Aiming at the Target

There have been three inflection points that have shaped Christina Hennington’s journey to her role as EVP & Chief Growth Officer at US retail institution Target. One was moving to the United States as an immigrant and having to work hard to catch up and the hard work ethic it created; the second was being an athlete all the way through college, which taught her to be okay with failure, that you don't win every race or game but you have to be willing to try:

The last one is being okay and comfortable being myself. When I came out at work when I was at Target when I was 29, Target and our people embraced me, and the ability to be authentically me has helped serve me. If any of those parts resonate with you, I would just say, go for it.

Hennington joined Target back in 2003 and has held a number of roles across merchandising at the retailer. During her career there, she’s a lot of ups and downs, good years and re-building years and one “Great Recession”. But the past year of pandemic impact has been her biggest challenge to date, providing some useful lessons on the way that she will continue to apply to her ongoing work.
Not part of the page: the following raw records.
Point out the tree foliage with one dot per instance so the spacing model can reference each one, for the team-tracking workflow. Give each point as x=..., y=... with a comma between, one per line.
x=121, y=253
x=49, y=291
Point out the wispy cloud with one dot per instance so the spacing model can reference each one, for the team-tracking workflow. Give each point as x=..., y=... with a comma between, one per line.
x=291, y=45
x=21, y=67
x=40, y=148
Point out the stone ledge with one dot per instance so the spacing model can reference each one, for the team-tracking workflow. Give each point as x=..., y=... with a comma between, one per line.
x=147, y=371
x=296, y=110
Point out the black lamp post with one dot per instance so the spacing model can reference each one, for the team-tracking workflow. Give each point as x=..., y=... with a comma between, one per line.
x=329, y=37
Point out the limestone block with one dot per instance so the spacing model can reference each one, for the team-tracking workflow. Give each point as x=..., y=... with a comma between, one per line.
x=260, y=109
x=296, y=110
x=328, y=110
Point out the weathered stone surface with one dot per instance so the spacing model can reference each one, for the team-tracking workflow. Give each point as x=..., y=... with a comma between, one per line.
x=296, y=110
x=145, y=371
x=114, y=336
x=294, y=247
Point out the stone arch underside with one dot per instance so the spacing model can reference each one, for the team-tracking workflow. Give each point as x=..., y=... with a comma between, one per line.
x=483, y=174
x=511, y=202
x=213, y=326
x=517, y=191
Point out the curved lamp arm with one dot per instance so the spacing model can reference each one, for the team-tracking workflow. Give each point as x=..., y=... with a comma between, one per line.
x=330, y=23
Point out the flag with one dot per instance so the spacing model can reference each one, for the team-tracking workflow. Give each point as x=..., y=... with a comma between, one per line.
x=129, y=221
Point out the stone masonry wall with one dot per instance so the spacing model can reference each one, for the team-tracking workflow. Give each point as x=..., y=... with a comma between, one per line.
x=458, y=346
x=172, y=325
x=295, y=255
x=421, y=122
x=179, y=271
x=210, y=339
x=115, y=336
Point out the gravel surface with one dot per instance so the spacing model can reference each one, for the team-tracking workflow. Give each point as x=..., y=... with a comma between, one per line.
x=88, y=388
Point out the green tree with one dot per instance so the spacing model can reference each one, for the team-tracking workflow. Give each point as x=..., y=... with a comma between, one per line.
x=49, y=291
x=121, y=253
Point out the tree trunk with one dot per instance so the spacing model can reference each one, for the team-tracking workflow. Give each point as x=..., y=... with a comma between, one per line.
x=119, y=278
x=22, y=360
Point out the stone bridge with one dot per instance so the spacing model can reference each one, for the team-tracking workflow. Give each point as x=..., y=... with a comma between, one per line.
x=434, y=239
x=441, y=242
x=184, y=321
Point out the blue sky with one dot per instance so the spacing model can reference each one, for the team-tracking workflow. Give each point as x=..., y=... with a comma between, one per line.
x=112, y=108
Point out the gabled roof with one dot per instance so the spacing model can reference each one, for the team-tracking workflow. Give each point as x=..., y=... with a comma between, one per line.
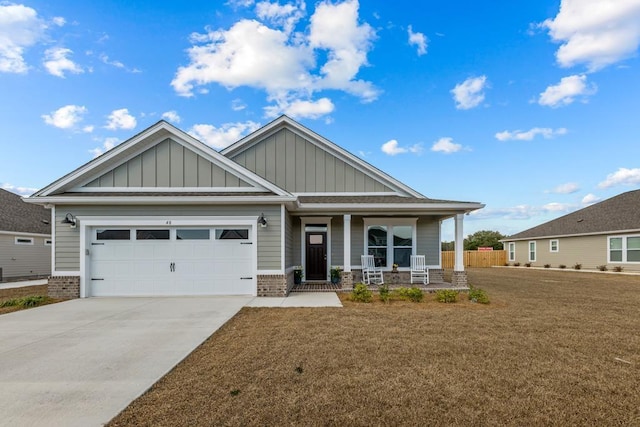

As noted last week, Target has ‘had a good war’ when it comes to the COVID crisis, payback for a digital transformation gambit that began five years ago.  During the early days of the pandemic, Target was listening to its customers to understand their concerns and the challenges they were working through. The company then started adjusting its operations within about three weeks to meet those new needs:

It was then all about pushing empowerment down to the teams, where the decision-making should be made, and letting them do that the best they could to react to very unusual circumstances. And because of that, the guests increasingly turned to us because they did feel safe, and all those fulfilment options – drive-up or shopping online – they were the flexible options that people needed. So it's been an exercise in agility.

It was a challenging dynamic, but professionally, it was incredibly rewarding because of the way we proved that we really can rally and do amazing things under the guise of agility and in times of need. And so I plan to take some of this with me, regardless of what normal we go back to, this new version of how we're operating. There's a lot of goodness in it.”

My take

It’s interesting how the paths to success for these women were almost opposing – for Bawa, her journey to the C-suite at Zoom has come from being a team player, getting on with whatever needs to get done without looking for credit, and grabbing opportunities as they arise, whereas for Archambeau, her progression to tech CEO came from plotting every move and only focusing on top priorities.

What this highlights is you can succeed as a woman in technology by playing to your personal strengths and objectives rather than following some cookie-cutter template, but one thing should be common to all women – stop feeling guilty.